Despite the size of his creation and the challenges of coordinating the movements of five people, Davenport said it took less that a week and a half for the crew to get the knack of bringing the huge puppet to life.
"When I sit in the house and watch (rehearsals), we break it down so we find specific movements that make it come alive," he said.
Davenport got his undergraduate degree from UH "years ago" and spent roughly a decade doing theater on the mainland before returning to Hawaii and accepting a UH-Manoa graduate assistant post so he could complete work on his MFA. He credits local scenic design veteran Joseph Dodd with first whetting his interest in the discipline back in his undergraduate days.
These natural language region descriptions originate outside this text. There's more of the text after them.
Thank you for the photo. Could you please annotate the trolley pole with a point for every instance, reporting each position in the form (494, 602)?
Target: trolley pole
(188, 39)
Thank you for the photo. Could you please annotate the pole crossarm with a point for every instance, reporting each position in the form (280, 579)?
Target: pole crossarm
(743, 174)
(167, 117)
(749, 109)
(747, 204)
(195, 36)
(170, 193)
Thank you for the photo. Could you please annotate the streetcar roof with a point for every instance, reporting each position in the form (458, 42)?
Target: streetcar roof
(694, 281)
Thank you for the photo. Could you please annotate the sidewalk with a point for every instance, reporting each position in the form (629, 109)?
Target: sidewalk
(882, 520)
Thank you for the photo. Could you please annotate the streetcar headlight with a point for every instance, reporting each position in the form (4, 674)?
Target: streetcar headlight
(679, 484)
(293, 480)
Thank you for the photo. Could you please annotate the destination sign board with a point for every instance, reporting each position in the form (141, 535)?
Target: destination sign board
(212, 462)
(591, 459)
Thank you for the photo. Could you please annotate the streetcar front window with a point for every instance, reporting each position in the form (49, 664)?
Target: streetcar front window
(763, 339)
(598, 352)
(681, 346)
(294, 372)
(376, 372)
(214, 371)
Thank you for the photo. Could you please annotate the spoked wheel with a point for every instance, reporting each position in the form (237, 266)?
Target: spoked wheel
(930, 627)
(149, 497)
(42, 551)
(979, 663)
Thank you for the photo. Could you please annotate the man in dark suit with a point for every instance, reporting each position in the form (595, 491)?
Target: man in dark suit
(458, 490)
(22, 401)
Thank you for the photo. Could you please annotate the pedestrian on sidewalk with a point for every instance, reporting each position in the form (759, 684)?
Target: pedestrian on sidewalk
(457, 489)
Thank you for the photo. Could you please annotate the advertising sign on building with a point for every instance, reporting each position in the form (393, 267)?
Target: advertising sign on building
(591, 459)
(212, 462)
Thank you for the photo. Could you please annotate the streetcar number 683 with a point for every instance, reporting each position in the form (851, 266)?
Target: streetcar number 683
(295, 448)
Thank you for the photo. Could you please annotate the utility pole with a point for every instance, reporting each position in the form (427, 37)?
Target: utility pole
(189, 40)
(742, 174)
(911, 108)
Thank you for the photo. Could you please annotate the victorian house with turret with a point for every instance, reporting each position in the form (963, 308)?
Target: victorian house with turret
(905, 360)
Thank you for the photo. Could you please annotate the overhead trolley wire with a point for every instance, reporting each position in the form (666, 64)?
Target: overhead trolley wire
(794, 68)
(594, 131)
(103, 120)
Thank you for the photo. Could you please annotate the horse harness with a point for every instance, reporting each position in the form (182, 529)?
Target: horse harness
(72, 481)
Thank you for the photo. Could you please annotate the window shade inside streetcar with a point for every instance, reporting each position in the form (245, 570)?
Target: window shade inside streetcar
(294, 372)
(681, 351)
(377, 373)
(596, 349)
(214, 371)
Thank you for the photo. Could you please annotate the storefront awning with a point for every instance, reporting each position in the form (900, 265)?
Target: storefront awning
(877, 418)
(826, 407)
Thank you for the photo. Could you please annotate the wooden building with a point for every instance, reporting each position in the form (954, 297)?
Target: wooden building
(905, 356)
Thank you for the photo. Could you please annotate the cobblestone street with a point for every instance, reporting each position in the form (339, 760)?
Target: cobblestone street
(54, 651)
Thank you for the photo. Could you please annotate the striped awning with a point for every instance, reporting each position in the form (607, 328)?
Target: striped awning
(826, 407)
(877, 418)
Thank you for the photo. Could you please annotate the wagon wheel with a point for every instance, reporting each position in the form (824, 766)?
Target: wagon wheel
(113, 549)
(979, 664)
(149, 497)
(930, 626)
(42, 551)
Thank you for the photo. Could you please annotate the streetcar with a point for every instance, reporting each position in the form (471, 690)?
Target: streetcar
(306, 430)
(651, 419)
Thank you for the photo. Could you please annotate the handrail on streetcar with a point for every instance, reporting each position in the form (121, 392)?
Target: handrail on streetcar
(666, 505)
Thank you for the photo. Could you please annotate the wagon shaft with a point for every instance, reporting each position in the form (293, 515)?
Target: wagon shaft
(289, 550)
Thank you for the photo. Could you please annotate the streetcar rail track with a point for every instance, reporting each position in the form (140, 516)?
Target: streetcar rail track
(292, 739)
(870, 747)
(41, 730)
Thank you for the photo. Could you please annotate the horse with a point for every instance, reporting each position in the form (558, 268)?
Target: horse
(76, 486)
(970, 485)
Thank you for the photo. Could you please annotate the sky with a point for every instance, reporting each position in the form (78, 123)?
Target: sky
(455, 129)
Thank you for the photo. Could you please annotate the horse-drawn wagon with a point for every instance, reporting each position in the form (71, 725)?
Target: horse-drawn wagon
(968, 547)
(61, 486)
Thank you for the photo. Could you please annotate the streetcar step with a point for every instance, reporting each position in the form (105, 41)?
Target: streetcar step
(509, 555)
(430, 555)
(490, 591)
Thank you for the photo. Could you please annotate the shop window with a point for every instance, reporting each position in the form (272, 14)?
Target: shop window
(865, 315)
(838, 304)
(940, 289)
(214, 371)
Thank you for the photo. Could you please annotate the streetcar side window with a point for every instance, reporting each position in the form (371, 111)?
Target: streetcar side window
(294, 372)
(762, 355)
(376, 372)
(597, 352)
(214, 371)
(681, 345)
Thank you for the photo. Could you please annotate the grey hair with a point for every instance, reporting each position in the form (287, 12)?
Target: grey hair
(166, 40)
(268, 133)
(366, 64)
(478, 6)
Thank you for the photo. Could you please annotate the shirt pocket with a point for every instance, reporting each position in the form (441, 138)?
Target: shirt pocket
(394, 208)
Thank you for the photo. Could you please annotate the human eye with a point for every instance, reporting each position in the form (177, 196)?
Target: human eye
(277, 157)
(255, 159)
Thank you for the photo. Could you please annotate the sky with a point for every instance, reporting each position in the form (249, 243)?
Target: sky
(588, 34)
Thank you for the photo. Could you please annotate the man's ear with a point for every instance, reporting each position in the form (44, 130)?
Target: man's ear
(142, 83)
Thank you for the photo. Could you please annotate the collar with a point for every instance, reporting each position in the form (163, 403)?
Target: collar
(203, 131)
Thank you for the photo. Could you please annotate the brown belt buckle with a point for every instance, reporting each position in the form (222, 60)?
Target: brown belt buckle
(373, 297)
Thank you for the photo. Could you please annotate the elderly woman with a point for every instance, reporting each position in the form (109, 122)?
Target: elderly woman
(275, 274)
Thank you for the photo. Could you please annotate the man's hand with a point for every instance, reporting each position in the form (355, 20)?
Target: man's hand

Since returning home three years ago, Davenport has been taking graduate-level classes and doing design work for both local theater groups and UH-Manoa Ernst Lab Theatre productions. This is his first Kennedy Theatre mainstage design project and includes the entire set, but the stars and the dragon are the key to the production.
"Through the play, the grandfather and the boy talk about the different constellations in the sky, and the constellations that I designed are kind of ... star mobiles. The dragon is basically made out of the same material, so the dragon comes out of the stars," Davenport said, adding that there is a real-life dragon constellation named Draco that lies "wrapped around the Big and Little Dippers" above the northern hemisphere.
"My challenge was to make a dragon that was from the stars, that would come out of the stars. And so (when) I went to China and Japan this summer, I took a lot of pictures of dragons, so I kind of compiled a bunch of different designs that I saw. I wouldn't necessarily say it's a Chinese dragon, but there's definitely an Asian influence."